ARLINGTON, Va.–The National Association of State Credit Union Supervisors (NASCUS) and its Credit Union Advisory Council have approved new policies addressing cybersecurity and cannabis banking.
NASCUS said the new cybersecurity policy would authorize it to support federal legislation that:
- Applies cybersecurity requirements and disclosure obligations to merchants that handle consumers personally identifiable information and personal financial information
- Preserves the authority of states to regulate and supervise cybersecurity and privacy protections for the benefit of their citizens by setting federal standards only as a floor, not a ceiling, for state specific protections
Federal Law Needed
“Since the vast majority of organizations responsible for data breaches are not financial institutions and are not subjected to the same rigorous requirements as financial service providers, federal cybersecurity legislation should require any entity that collects or stores personally identifiable information to be held responsible for protecting that data and informing the public when data security measures fail,” said NASCUS President and CEO Lucy Ito. “Further, many states have data security regulations and breach notification requirements in place. Where a state has an existing data security and breach notification structure in place that provides for more stringent protections, deference should be given to the state law.

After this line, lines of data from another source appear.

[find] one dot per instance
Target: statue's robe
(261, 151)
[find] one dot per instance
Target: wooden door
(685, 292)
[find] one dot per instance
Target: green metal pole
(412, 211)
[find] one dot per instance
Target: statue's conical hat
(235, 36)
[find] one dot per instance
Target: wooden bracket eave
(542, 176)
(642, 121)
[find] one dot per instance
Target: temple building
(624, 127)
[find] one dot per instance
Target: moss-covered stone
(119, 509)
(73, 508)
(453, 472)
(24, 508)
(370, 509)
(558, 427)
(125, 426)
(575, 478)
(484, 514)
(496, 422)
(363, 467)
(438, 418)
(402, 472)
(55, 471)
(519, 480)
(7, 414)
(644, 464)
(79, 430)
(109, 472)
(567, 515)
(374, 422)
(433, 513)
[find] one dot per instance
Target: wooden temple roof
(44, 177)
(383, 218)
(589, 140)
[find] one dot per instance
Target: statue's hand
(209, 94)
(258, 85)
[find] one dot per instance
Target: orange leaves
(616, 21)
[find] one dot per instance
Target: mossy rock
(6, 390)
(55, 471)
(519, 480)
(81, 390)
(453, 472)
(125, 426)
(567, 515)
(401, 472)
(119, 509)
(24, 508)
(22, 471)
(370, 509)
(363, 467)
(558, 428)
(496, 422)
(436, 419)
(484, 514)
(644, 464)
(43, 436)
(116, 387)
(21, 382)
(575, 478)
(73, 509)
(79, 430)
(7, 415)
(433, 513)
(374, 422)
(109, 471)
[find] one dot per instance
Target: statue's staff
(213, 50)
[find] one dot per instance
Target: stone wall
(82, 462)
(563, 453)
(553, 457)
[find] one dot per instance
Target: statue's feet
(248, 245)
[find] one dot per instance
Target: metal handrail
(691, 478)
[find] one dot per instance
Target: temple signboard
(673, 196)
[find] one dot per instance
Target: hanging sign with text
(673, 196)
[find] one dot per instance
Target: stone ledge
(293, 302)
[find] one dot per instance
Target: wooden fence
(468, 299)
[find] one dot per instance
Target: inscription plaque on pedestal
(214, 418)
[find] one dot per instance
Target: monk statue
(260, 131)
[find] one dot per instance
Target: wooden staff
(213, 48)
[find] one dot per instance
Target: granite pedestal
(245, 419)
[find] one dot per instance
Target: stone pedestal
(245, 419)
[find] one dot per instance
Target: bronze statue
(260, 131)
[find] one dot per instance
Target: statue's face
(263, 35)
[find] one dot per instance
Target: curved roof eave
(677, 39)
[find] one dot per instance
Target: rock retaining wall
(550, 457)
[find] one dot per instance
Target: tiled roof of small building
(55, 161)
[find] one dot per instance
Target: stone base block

We believe a state’s legislature and state supervisory agency are best equipped to determine the most effective means to protect its consumers.”
Meeting Member Needs
According to NASCUS the newly approved cannabis banking policy moves the association from merely calling for clarification—permissible or impermissible—to explicitly supporting federal legislation making it permissible for financial institutions to provide financial services to state authorized cannabis businesses and to third-party businesses that serve the cannabis businesses.
“Financial institutions in the states that have legalized some form of cannabis use, should be able to provide financial services to the state-sanctioned cannabis business in their communities,” said Ito. “Without access to the financial system, these businesses would have to operate in cash which could lead to tremendous public safety issues and fraud instances. The new NASCUS policy would ensure credit unions could serve their members and meet the needs.”